# Difference between revisions of "1987 AIME Problems/Problem 6"

## Problem

Rectangle $\displaystyle ABCD$ is divided into four parts of equal area by five segments as shown in the figure, where $\displaystyle XY = YB + BC + CZ = ZW = WD + DA + AX$, and $\displaystyle PQ$ is parallel to $\displaystyle AB$. Find the length of $\displaystyle AB$ (in cm) if $\displaystyle BC = 19$ cm and $\displaystyle PQ = 87$ cm.

## Solution

Since $XY = WZ$ and $PQ = PQ$ and the areas of the trapezoids $\displaystyle PQZW$ and $\displaystyle PQYX$ are the same, the heights of the trapezoids are the same.
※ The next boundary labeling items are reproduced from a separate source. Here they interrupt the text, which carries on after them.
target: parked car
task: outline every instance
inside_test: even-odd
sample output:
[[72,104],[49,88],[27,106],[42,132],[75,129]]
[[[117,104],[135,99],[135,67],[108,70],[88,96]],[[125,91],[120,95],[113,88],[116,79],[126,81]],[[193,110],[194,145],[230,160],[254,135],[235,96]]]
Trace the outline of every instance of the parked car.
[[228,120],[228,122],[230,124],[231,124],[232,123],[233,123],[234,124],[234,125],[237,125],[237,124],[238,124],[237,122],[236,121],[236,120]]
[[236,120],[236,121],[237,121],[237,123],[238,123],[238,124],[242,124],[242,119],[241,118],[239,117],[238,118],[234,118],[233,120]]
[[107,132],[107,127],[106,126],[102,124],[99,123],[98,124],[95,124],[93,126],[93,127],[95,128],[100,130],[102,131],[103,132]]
Thus both trapezoids have area $\frac{1}{2} \cdot \frac{19}{2}(XY + PQ) = \frac{19}{4}(XY + 87)$. This number is also equal to one quarter the area of the entire rectangle, which is $\frac{19\cdot AB}{4}$, so we have $AB = XY + 87$.

In addition, we see that the perimeter of the rectangle is $2AB + 38 = XA + AD + DW + WZ + ZC + CB + BY + YX = 4XY$, so $AB + 19 = 2XY$.

Solving these two equations gives $AB = 193$.